Taxing authority and tax law
Tax authority: Ministry of Finance of the Republic of Lithuania and the State Tax Inspectorate.
Tax law: The arm’s length principle is established in the Corporate Income Tax of Lithuania and its implementation rules introduced in 2004.
Relevant regulations and rulings
- Article 40 of the Law on the Corporate Income Tax of Lithuania
- Order of the Minister of Finance No 1K- 123 as of 9 April 2004 on transfer pricing evaluation and documentation rules
- Order of the Head of the State Tax Inspectorate No VA-27 as of 22 March 2005, on the associated party transaction disclosure in the annual corporate income tax return
OECD guidelines treatment
The use of the OECD Transfer Pricing Guidelines for Multinational Enterprises and Tax Administrators is explicitly advocated in the regulations and rulings applicable in Lithuania. Other OECD papers, such as regarding business restructurings and profit allocation to permanent establishments, are not explicitly implemented in the Lithuanian legislation, however, in practice they are frequently referred to for practical guidance.
Priorities/pricing methods
Transaction-based methods are preferred over profit-based methods. Taxpayers are encouraged to use profit-based methods only if transaction-based methods are not sufficient. Taxpayers are not required to use more than one method; however, a combination of methods may be used in all cases providing support for the decision to apply any particular method.
Transfer pricing penalties
There are no specific transfer pricing penalties. General tax penalties applicable in the case of the taxable income adjustments by the tax authority are equal to 10% to 50% of the tax additionally calculated. In addition, the penalty interest will apply.
There are no special penalties related to the non-provision of the transfer pricing documentation at the request of the tax authorities.
Penalty relief
No penalty relief regime applicable.
Documentation requirements
The transfer pricing documentation requirements are binding for resident and non-resident legal entities registered as corporate income taxpayers in Lithuania, whose revenues in Lithuania in the year before the transactions were conducted exceeded EUR 2.9m.
In addition, transfer pricing documentation requirements are applicable to the credit institutions such as banks and entities providing financial services (e.g., insurance companies), irrespective of their revenue size.
The transfer pricing documentation has to contain:
- Details of the transactions
- Terms and conditions of the transactions
- Participants in the transactions, including their legal and organizational structure
- Functions performed, property used or contributed and the risks assumed by the parties
- Data and methods considered and the analyses performed to determine the transfer prices
- All relevant assumptions, strategies and policies that influenced the determination of the methods applied
In general, the OECD guidelines’ principles are to be followed.
Documentation deadlines
There are no specific requirements or schedules for the preparation of transfer pricing documentation. Taxpayers must submit the transfer pricing documentation within 30 days of the corresponding notice by the tax authorities.

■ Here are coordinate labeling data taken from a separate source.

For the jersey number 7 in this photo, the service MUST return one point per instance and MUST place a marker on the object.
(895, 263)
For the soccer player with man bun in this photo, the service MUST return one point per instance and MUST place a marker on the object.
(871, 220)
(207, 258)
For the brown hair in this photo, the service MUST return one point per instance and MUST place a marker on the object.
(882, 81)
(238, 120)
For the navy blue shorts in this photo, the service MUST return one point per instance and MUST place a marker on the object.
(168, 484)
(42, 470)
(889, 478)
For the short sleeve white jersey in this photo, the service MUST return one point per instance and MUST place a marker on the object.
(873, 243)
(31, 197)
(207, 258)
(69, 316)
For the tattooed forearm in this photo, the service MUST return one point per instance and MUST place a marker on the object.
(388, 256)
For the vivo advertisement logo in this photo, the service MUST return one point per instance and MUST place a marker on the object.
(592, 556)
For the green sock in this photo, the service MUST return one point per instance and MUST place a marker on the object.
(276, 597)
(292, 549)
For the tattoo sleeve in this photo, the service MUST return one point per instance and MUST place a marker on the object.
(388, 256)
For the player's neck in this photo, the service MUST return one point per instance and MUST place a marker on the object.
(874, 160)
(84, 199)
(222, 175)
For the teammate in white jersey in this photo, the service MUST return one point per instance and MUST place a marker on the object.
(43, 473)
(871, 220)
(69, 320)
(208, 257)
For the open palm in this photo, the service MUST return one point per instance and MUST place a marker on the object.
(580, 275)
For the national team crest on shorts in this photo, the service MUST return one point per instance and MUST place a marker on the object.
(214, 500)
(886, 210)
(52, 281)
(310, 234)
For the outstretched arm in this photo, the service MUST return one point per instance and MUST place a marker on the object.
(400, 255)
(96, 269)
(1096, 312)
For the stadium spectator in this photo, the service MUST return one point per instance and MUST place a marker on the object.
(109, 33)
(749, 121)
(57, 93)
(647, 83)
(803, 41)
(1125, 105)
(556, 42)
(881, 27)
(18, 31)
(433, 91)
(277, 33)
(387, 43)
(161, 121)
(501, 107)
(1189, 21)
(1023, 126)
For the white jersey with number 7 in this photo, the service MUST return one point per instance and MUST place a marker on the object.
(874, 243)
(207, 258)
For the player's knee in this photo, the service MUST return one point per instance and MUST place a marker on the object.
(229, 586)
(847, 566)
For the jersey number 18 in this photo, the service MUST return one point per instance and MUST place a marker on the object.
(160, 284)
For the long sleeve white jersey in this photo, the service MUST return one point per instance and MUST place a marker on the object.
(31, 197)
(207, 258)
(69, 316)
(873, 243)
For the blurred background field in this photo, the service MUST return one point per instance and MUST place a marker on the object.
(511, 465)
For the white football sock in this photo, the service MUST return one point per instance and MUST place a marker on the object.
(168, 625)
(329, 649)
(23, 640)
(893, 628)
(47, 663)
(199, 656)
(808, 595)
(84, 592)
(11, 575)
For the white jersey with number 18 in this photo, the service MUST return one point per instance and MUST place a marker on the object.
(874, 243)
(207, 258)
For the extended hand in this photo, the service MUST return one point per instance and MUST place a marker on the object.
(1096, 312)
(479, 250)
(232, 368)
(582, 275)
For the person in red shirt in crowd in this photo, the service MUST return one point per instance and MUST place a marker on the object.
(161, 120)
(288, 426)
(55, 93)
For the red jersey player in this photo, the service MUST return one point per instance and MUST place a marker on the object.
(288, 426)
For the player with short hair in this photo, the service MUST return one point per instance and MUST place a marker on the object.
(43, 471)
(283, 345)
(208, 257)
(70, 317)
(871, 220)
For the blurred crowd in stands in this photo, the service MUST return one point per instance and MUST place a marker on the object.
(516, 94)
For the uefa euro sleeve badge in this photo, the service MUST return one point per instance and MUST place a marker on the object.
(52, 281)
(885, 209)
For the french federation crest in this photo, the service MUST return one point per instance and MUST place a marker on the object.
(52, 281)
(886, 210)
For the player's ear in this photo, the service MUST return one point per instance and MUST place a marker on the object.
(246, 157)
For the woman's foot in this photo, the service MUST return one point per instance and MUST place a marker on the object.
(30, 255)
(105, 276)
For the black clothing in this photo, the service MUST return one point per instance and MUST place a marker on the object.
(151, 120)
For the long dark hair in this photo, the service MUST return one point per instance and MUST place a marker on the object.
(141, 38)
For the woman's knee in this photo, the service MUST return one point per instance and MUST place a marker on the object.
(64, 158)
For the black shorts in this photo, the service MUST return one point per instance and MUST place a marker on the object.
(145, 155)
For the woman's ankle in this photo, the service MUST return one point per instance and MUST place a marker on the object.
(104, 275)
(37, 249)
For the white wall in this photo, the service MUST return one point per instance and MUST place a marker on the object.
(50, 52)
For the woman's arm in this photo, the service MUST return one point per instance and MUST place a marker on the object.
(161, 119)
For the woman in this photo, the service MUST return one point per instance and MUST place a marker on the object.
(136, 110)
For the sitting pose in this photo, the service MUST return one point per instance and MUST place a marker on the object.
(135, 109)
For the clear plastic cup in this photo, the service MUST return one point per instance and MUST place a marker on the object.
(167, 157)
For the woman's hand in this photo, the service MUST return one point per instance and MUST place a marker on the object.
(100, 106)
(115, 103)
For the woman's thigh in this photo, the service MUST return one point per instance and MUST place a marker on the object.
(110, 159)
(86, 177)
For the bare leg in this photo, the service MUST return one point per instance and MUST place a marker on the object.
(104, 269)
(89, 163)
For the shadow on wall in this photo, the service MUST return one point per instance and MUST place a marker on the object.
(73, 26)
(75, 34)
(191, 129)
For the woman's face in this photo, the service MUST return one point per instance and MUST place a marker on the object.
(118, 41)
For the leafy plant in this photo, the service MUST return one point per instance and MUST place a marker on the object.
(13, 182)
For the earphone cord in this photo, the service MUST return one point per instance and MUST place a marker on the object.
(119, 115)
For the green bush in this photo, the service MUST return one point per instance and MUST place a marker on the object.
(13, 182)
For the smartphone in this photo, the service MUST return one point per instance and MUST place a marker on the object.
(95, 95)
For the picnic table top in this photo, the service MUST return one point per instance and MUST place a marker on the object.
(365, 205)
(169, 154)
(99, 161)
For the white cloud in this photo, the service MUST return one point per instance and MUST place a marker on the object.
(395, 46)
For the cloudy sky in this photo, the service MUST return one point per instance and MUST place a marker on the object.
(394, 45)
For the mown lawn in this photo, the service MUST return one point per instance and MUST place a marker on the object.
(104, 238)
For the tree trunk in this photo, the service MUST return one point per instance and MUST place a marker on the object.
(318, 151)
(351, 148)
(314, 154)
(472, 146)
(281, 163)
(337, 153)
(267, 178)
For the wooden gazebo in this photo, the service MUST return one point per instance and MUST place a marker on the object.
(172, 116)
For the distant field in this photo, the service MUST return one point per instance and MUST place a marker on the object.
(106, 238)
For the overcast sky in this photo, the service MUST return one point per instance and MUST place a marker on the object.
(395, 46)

Statute of limitations on transfer pricing assessments
Transfer pricing assessments may occur during the five years before the year in which the assessment takes place.
Return disclosures/related-party disclosures
An associated party disclosure annex to the annual corporate income tax return has to be submitted within nine months after the end of each tax period, in case the associated-party transactions of the taxpayer exceed in annual value approximately EUR 87,000. In the annex, taxpayers are required to inform the tax authorities whether any prescribed transfer pricing methods have been used in the transactions disclosed.
Audit risk/transfer pricing scrutiny
Taxpayers in Lithuania run a high risk that transfer prices will be scrutinized during a tax audit.
APA opportunity
Currently, the Lithuanian tax laws do not provide for an opportunity to conclude APAs.